Save water, reduce risk, plant grain sorghum.
“It’s one of those ancient crops that’s being given another look,” said Jesse McCurry, a regional field representative for the National Sorghum Check-off based at Colwich, Kan. “We’ve got some encouraging signs out there.”
Sorghum acreage has been on a slight uptick lately after a downward tapering that started in the mid-1990s. According to USDA’s prospective plantings report this spring, farmers in Oklahoma, for example, intend to plant 3 percent more sorghum this year and 19 percent less corn.
That’s no surprise to seed dealers in the region.
James Wuerflein has been growing non-irrigated sorghum steadily for at least two decades in Northwest Oklahoma near Kremlin and considers it his most reliable crop. “Rotating crops is how I got into it,” he said at a sorghum meeting earlier this spring. “And over time, it’s been more profitable than anything else I’ve grown.
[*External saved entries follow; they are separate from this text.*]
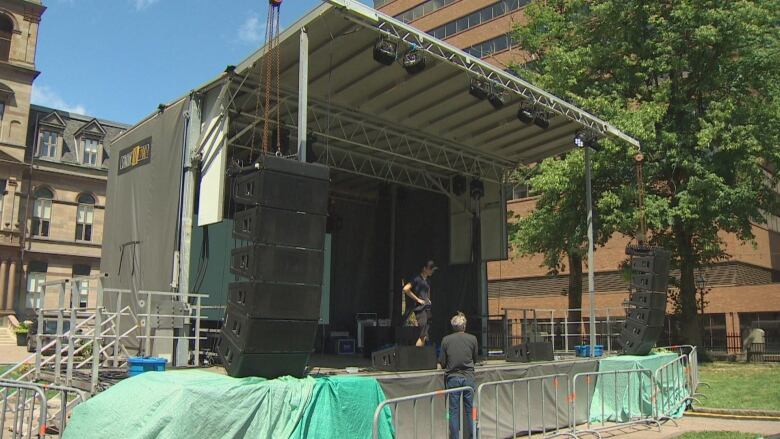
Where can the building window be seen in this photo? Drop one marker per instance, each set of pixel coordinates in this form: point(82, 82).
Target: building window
point(6, 32)
point(47, 147)
point(42, 212)
point(36, 277)
point(477, 17)
point(489, 47)
point(422, 9)
point(82, 285)
point(90, 152)
point(84, 214)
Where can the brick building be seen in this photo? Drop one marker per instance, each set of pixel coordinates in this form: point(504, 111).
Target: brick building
point(743, 291)
point(53, 172)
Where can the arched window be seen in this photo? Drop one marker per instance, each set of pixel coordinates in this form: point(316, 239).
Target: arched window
point(6, 32)
point(84, 216)
point(42, 212)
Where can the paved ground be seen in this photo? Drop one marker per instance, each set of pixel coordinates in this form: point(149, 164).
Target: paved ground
point(12, 354)
point(696, 423)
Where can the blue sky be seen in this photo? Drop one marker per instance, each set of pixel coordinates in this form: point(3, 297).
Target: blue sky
point(118, 59)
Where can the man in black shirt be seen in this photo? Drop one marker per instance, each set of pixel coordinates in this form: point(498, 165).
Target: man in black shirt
point(420, 291)
point(457, 357)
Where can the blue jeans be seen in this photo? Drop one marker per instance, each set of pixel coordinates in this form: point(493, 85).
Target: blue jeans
point(455, 381)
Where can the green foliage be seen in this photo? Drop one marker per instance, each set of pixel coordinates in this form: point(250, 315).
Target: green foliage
point(698, 84)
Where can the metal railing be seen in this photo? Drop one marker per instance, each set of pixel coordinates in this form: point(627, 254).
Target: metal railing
point(99, 338)
point(674, 383)
point(619, 412)
point(431, 428)
point(535, 392)
point(19, 402)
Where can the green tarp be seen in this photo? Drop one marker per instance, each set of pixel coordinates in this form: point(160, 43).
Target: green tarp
point(198, 404)
point(621, 397)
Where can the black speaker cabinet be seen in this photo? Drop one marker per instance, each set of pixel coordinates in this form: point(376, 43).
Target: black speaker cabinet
point(647, 316)
point(266, 225)
point(650, 268)
point(239, 364)
point(285, 184)
point(404, 358)
point(534, 351)
point(268, 335)
point(278, 264)
point(648, 299)
point(637, 338)
point(261, 300)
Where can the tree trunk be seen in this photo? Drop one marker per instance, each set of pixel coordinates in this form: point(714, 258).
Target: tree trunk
point(691, 330)
point(575, 291)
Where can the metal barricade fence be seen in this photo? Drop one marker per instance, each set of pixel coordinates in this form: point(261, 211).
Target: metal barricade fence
point(433, 429)
point(19, 401)
point(622, 399)
point(537, 392)
point(673, 379)
point(69, 398)
point(692, 370)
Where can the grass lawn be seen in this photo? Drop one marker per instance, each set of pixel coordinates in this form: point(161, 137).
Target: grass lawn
point(740, 386)
point(718, 435)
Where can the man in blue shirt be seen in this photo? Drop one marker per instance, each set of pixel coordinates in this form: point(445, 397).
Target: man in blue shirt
point(458, 355)
point(420, 291)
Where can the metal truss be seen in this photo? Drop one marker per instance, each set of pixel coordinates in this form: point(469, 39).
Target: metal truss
point(399, 31)
point(382, 141)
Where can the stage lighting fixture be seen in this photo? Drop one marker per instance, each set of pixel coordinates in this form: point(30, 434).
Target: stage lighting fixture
point(542, 120)
point(586, 139)
point(526, 114)
point(385, 52)
point(497, 97)
point(479, 89)
point(477, 189)
point(413, 61)
point(458, 185)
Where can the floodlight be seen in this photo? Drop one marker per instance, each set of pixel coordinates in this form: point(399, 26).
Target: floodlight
point(413, 60)
point(385, 52)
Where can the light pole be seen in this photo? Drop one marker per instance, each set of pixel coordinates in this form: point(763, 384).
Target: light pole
point(583, 140)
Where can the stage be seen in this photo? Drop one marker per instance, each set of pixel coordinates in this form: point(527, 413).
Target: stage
point(335, 403)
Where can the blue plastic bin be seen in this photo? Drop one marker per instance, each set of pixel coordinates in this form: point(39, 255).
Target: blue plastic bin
point(139, 365)
point(584, 350)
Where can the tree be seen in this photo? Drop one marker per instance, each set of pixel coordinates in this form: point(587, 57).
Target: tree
point(557, 228)
point(696, 82)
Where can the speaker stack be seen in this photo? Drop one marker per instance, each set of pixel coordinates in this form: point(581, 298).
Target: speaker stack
point(647, 301)
point(272, 315)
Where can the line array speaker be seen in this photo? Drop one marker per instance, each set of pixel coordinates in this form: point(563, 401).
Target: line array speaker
point(271, 318)
point(647, 301)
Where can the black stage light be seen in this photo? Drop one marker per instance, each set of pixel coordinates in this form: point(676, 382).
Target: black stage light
point(458, 185)
point(385, 52)
point(413, 61)
point(479, 89)
point(542, 120)
point(587, 139)
point(477, 189)
point(526, 114)
point(497, 97)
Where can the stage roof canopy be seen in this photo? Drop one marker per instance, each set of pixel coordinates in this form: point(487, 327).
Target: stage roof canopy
point(371, 119)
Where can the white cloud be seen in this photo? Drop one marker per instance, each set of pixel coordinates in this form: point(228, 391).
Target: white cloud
point(45, 96)
point(143, 4)
point(251, 30)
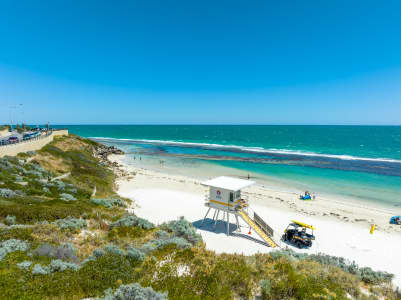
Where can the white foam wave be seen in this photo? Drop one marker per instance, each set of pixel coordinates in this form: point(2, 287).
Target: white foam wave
point(251, 149)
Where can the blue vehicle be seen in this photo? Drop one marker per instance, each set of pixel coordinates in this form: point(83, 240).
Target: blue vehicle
point(395, 220)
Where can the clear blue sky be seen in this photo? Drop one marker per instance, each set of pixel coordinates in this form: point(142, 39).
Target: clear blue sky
point(214, 62)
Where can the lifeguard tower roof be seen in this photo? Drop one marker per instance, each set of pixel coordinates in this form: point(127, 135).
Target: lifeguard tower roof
point(228, 183)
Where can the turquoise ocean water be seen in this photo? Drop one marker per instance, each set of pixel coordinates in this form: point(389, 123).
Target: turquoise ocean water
point(362, 162)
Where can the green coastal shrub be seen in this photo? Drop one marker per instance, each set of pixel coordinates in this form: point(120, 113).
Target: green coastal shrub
point(266, 287)
point(135, 254)
point(8, 193)
point(183, 228)
point(59, 265)
point(134, 291)
point(113, 249)
point(365, 274)
point(10, 220)
point(38, 269)
point(12, 245)
point(25, 265)
point(66, 251)
point(67, 197)
point(130, 221)
point(180, 242)
point(72, 224)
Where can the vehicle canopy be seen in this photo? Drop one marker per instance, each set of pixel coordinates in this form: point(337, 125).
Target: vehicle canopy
point(303, 224)
point(394, 219)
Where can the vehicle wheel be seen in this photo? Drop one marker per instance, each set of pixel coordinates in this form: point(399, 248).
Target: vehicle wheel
point(299, 244)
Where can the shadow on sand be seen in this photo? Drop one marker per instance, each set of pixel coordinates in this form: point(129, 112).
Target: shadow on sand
point(208, 225)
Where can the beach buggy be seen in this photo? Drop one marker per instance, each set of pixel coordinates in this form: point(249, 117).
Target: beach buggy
point(299, 234)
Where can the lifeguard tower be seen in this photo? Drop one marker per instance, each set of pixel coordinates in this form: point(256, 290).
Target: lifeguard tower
point(225, 195)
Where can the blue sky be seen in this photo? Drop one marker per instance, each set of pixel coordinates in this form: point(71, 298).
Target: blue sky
point(201, 62)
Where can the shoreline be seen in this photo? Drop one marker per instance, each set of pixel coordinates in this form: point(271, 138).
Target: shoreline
point(283, 196)
point(342, 228)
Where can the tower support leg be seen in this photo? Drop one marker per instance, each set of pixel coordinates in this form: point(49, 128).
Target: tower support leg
point(217, 217)
point(238, 227)
point(205, 216)
point(214, 215)
point(228, 223)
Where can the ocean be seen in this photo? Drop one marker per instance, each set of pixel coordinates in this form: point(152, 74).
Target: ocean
point(355, 162)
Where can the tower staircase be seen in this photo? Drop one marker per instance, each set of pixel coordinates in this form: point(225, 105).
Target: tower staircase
point(262, 233)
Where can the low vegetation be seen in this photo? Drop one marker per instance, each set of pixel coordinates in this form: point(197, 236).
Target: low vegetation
point(54, 245)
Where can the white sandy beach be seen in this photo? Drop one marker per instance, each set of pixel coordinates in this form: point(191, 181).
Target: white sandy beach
point(342, 227)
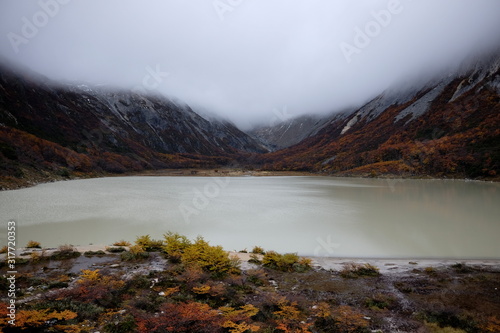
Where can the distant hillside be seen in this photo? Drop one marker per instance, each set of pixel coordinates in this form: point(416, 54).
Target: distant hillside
point(73, 130)
point(447, 128)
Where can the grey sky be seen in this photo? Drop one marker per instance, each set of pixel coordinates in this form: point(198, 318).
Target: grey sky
point(243, 59)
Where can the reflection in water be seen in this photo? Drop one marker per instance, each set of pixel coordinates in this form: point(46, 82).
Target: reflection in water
point(310, 215)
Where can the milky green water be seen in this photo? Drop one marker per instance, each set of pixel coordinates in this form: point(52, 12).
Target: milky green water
point(310, 215)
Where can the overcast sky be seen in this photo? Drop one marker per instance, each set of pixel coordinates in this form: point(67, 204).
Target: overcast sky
point(248, 60)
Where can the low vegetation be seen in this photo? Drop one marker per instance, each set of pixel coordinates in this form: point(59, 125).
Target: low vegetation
point(192, 286)
point(33, 245)
point(353, 271)
point(288, 262)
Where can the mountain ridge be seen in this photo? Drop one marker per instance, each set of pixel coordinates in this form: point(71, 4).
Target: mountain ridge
point(447, 127)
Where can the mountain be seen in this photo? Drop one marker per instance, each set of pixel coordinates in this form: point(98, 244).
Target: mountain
point(288, 132)
point(75, 129)
point(449, 127)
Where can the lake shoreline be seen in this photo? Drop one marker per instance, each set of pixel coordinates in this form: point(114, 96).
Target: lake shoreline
point(399, 295)
point(385, 265)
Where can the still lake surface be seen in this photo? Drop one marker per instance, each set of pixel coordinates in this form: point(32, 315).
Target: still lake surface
point(322, 216)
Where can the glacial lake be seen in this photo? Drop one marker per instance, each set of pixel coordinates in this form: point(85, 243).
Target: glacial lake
point(319, 216)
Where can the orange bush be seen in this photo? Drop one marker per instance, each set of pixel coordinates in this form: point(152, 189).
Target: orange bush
point(180, 318)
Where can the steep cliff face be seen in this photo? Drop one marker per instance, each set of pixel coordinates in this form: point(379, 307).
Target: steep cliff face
point(289, 132)
point(49, 129)
point(448, 127)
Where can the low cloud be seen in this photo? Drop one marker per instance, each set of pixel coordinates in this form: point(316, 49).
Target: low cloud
point(242, 59)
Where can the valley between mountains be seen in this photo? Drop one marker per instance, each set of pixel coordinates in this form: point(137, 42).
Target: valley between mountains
point(448, 127)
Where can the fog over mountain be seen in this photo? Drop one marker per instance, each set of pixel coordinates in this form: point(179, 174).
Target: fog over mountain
point(249, 61)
If I look at the long-term averages, it gives me better profits than any other crop.”
Wuerflein, who is an at-large member of the U.S. Sorghum Check-off board and a Channel seed dealer, noticed early on that farmers in southwest Kansas and northwest Oklahoma were showing more interest in planting sorghum this year.
Another seed dealer, Roger Goodwin, a sales representative for Johnston’s Grain Company of Enid, also said he noticed the trend, especially in the north central Oklahoma corridor along Interstate 35.